Inflation is expected to have held steady in March as a drop in food and fuel prices was offset by higher airfares around the earlier Easter holidays.

A consensus of economists forecast the Office for National Statistics’ (ONS) Consumer Price Index (CPI) to come in at 2.7% for March, in line with February’s reading and holding below the 3% recorded in January.

Britons are believed to have benefited from slightly weaker food prices, which had surged on the back of the weaker pound, as well as a bigger month-on-month drop in fuel prices than a year earlier.

But air fares are likely to have helped offset the drop, having risen during the Easter bank holiday, which fell earlier in the calendar this year.

Martin Beck, lead UK economist at Oxford Economics, said: “Although we think that 2018 as a whole will see a steady decline in price pressures, March may have proved an exception to that.
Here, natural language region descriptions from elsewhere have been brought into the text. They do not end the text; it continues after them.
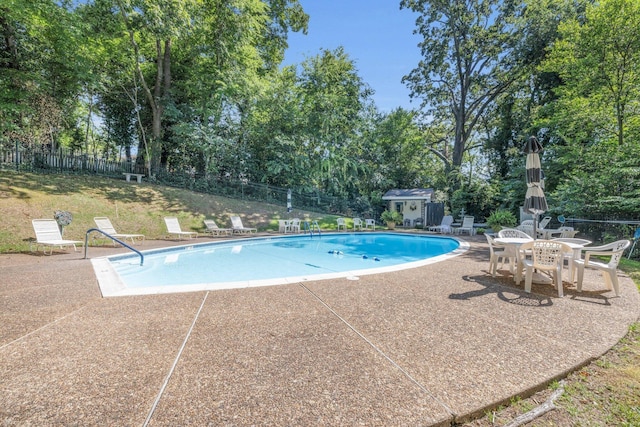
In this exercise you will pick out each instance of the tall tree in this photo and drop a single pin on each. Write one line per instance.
(468, 62)
(598, 59)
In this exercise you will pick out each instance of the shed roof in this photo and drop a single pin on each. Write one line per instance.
(413, 193)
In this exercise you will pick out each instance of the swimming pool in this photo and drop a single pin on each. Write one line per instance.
(268, 261)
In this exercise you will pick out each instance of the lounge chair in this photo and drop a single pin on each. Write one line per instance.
(173, 227)
(294, 225)
(445, 225)
(236, 224)
(48, 235)
(212, 227)
(467, 226)
(104, 224)
(609, 269)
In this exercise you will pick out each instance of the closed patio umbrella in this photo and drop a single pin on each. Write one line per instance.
(535, 202)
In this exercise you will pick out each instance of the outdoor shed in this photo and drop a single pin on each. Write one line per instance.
(411, 203)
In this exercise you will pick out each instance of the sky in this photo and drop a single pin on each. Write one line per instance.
(376, 35)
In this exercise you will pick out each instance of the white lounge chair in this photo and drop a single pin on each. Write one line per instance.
(236, 225)
(48, 235)
(294, 225)
(467, 226)
(212, 227)
(609, 269)
(445, 225)
(173, 227)
(104, 224)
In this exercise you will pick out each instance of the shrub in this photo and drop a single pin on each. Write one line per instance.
(500, 219)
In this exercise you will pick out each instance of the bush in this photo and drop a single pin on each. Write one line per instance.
(391, 216)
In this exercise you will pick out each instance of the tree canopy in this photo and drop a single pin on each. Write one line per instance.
(197, 87)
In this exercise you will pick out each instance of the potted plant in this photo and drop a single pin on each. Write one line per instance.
(501, 218)
(391, 218)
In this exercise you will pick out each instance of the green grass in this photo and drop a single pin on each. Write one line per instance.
(132, 208)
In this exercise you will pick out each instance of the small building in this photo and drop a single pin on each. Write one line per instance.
(411, 203)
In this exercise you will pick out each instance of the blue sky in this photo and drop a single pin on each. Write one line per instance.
(376, 34)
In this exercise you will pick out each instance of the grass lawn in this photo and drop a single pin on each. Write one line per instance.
(603, 393)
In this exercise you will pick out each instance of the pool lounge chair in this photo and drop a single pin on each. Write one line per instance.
(48, 235)
(236, 224)
(104, 224)
(173, 227)
(212, 227)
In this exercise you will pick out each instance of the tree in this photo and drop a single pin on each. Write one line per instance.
(598, 59)
(468, 62)
(42, 70)
(334, 97)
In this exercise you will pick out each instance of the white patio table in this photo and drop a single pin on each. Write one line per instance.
(513, 243)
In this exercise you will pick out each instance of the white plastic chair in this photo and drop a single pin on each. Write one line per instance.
(467, 226)
(608, 269)
(576, 254)
(370, 223)
(496, 253)
(526, 226)
(544, 222)
(567, 232)
(546, 255)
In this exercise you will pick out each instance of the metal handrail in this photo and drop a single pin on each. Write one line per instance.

“For one, base effects which helped push down inflation in February, won’t be as favourable.

“Moreover, while average petrol prices at the pumps dropped 1.4% between February and March this year, that was only a touch bigger than the 0.8% drop seen between the same months in 2017.”
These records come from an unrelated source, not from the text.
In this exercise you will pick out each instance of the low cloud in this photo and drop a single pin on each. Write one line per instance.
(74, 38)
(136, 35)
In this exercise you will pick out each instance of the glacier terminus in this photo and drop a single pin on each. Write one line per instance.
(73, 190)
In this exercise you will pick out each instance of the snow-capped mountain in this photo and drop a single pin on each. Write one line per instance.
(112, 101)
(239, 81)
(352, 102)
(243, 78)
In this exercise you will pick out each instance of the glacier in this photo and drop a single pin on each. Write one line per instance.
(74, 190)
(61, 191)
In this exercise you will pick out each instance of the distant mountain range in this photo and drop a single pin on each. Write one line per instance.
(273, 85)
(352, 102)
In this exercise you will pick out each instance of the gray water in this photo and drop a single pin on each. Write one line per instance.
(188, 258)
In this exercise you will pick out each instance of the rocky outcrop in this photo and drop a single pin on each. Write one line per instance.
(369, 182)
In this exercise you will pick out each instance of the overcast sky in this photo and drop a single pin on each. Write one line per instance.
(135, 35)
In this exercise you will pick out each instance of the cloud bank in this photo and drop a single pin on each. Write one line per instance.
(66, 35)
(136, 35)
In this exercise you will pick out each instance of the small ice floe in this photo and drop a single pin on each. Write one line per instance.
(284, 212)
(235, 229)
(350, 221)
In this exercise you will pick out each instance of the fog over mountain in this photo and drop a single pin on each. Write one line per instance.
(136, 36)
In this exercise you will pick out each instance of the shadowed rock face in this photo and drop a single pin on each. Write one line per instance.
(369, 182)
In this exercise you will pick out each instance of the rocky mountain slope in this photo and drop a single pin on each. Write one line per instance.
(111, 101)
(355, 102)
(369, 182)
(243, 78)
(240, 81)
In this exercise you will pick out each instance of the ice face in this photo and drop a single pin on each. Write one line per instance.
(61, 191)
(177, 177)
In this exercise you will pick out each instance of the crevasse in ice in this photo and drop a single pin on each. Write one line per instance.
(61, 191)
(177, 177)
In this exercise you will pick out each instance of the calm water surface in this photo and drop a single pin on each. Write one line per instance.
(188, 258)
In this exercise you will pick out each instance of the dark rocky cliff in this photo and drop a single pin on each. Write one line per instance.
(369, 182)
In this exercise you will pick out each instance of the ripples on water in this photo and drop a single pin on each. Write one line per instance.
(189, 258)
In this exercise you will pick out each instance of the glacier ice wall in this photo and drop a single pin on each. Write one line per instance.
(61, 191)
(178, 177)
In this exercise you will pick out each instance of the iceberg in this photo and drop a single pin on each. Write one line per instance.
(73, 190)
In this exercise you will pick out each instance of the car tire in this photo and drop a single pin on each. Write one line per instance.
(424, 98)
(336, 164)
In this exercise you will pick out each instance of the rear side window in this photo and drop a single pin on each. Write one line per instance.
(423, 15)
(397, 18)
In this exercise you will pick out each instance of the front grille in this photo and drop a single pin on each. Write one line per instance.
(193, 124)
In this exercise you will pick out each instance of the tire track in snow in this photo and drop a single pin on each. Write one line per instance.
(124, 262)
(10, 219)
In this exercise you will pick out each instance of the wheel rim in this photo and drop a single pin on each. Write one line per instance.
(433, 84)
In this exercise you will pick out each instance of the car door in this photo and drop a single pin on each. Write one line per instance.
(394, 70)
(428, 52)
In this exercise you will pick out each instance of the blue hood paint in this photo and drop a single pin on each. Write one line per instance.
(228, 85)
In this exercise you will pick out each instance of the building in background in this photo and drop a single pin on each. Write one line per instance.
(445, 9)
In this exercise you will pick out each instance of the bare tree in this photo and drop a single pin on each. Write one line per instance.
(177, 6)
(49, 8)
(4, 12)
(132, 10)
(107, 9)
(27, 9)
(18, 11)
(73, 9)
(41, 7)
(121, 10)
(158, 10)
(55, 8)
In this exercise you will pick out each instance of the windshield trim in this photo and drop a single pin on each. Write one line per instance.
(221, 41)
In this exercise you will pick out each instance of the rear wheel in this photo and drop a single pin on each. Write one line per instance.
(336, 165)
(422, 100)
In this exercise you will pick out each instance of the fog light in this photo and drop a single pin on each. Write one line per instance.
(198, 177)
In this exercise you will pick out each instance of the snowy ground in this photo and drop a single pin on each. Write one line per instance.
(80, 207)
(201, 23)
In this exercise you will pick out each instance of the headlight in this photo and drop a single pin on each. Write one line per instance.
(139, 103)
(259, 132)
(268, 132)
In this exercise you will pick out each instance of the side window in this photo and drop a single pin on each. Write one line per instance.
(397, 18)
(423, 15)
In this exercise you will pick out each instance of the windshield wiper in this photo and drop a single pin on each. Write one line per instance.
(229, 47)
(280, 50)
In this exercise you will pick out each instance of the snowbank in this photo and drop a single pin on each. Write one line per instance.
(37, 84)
But some experts – including George Brown, economist at Investec – are expecting inflation to fall even further.

Mr Brown highlighted BRC Shop Price Index data, which showed food prices dropping at their fastest rate in 18 months in March, which could have a larger impact on the inflation figure alongside fuel costs.

 

“Overall though, the risks to inflation are skewed to the downside,” he said.

“We suspect that these factors will mean that we see another step-down in CPI inflation in March such that it falls to a one-year low of 2.5%.”
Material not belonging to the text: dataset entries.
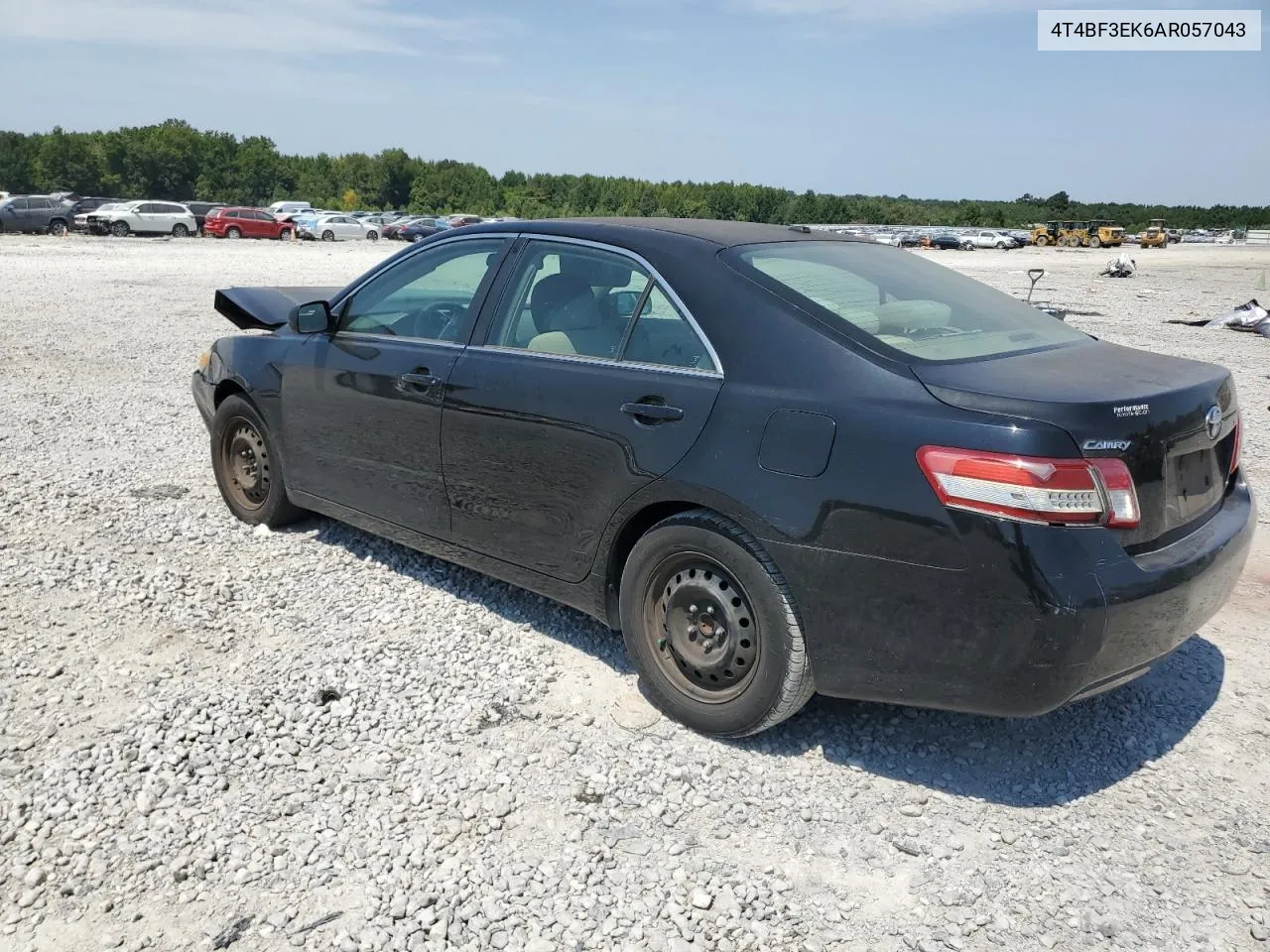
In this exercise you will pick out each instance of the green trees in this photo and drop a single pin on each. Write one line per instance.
(173, 160)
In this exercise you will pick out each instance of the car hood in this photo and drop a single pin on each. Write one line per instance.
(266, 308)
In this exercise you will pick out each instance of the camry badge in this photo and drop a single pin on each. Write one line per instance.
(1093, 445)
(1213, 421)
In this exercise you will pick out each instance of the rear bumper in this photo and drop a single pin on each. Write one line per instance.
(1043, 617)
(204, 397)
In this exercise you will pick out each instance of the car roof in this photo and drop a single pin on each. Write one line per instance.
(724, 234)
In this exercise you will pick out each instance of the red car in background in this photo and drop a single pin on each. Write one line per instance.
(245, 222)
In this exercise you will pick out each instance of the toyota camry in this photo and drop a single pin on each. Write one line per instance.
(779, 461)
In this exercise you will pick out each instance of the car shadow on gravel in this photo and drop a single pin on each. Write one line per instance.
(1047, 761)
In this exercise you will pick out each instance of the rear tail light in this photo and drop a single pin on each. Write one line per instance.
(1033, 489)
(1238, 439)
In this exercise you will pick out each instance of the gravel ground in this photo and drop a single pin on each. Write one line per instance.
(221, 738)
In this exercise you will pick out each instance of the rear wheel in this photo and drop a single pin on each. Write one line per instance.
(711, 629)
(248, 468)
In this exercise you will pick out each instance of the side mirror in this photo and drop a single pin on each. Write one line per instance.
(313, 317)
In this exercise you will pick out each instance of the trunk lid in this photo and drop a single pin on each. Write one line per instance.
(1147, 409)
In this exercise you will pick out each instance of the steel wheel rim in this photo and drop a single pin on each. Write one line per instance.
(245, 463)
(701, 629)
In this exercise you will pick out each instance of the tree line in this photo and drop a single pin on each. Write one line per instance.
(173, 160)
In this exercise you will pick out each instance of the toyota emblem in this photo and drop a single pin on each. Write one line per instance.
(1213, 421)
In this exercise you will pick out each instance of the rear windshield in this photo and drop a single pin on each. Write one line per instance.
(897, 302)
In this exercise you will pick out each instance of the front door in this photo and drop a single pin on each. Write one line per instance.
(570, 407)
(362, 405)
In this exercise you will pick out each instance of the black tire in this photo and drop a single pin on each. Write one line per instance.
(248, 467)
(739, 604)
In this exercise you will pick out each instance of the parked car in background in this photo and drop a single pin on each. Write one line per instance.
(421, 229)
(200, 209)
(289, 208)
(238, 222)
(393, 230)
(87, 222)
(991, 239)
(30, 212)
(64, 218)
(340, 227)
(148, 218)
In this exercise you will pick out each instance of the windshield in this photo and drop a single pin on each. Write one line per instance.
(896, 301)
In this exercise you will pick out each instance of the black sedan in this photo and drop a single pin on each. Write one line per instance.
(779, 461)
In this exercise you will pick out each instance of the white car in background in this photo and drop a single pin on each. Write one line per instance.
(992, 239)
(81, 220)
(148, 218)
(339, 227)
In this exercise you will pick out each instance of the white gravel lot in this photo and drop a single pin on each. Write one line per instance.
(220, 738)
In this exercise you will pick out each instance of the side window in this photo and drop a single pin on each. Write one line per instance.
(663, 336)
(570, 299)
(429, 296)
Slower growth from CPI could ease pressure on the Bank of England, which is widely expected to hike interest rates beyond 0.5% in May.

Two of the nine Monetary Policy Committee (MPC) members already voted to hike rates to 0.75% last month, marking the first split vote since last November when rates were raised from 0.25% to 0.5%.

Despite keeping rates on hold, the committee said that “ongoing tightening of monetary policy” would be needed to bring inflation back to the Bank’s 2% target.

It confirmed earlier comments from Governor Mark Carney who said rates would need to rise “somewhat earlier and by a somewhat greater degree” to bring CPI back on track.

Experts widely believe rates will rise in May and possibly again in November, with another due in 2019, which would see rates climb to 1.25% next year.